Только из-за чьих плеч смотреть? Чьей Ананкой становиться? Ананка никогда не стояла за этой спиной. Ни за одной… из трёх спин.

Чудовищам Судьбы не положено — предназначение.

Поэтому Ананка скользит за другую спину. Той, чьи лёгкие шаги тревожат тишину. Чужеродно отдаются на тропе близ Тартара. Ананка шагает за плечо, по которому рассыпались золотистые локоны, и щурится, и пытается узнать: нимфа? Богиня? Какие-то незнакомые строки — наплывают, глушат… пожираются решимостью.

Но слова остаются — и Судьба легко вбирает в себя шепот, насмешливый и полный ложного почтения. Видит, как поблёскивают браслеты из кровавых камней и серебра — на шести запястьях.

— Не ошиблась ли ты миром, царица моря?
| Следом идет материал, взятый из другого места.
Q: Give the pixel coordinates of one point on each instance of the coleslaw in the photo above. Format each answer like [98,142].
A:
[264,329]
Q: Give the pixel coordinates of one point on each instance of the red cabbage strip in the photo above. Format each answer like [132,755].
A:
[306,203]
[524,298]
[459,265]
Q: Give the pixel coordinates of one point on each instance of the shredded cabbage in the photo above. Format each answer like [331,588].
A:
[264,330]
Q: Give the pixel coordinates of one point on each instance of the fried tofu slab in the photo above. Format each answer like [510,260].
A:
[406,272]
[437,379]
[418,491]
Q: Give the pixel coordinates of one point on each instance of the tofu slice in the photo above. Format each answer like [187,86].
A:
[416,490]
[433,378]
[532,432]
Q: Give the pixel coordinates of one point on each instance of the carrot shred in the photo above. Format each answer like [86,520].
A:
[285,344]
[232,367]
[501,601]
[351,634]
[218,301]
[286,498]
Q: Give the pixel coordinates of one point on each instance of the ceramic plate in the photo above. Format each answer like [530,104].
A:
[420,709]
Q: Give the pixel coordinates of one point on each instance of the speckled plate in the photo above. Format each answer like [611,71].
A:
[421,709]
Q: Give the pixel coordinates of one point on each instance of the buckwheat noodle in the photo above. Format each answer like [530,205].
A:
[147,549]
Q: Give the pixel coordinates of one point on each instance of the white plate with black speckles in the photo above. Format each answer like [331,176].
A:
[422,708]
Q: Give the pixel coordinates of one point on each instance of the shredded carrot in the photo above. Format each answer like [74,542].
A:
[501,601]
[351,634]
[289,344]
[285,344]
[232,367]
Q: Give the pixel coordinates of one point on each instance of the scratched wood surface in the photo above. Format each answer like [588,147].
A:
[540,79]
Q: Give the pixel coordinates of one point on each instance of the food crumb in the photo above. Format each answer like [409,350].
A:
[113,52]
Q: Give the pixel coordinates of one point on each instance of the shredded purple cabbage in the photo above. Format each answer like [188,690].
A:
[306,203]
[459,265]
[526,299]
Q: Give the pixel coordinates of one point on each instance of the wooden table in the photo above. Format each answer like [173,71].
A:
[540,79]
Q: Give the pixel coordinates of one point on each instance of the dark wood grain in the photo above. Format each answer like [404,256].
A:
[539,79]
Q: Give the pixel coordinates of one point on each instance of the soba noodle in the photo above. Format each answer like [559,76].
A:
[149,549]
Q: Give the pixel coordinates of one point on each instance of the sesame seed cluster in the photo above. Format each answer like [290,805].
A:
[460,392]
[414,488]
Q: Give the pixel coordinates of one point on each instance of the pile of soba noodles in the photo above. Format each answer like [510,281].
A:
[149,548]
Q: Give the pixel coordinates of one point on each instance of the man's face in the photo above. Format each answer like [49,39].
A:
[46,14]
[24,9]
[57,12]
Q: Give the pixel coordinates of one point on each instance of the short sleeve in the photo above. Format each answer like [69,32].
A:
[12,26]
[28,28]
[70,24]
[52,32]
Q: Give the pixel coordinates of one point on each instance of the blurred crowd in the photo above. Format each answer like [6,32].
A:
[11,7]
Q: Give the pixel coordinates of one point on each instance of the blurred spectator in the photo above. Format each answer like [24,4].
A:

Ты спустилась не в те глубины.

— Спустилась… в те, — небрежно отвечает царица.

— Тогда, может, встретила не ту?

— И здесь я не промахнулась.

— Да, — шелестит невеселый смешок. — Олимпийцы не любят промахиваться. Чего же ты хочешь, царица?

Мишень дразнит, уклоняется, уходит — три тела размываются, истекают таинственным туманом глаза под тремя вуалями. Но оперенные уверенностью слова летят беспощадно метко.

— Мне нужно убить саженцы Матери-Геи.

Смешок плавно ложится в черные, ледяные волны маленькой речки.

— У них крепкие корни. Пока они держатся ими за землю…

— Они не будут держаться. Их корни подточит морская вода. Но даже после этого…

— Да. Даже после этого…

Сливаются, переливаются голоса — где голос подземной чаровницы? Где — златоволосой богини олимпийской?

— Даже после этого их не взять богу. Лишь тому, кто отличен от него. Смертному. Или чудовищу.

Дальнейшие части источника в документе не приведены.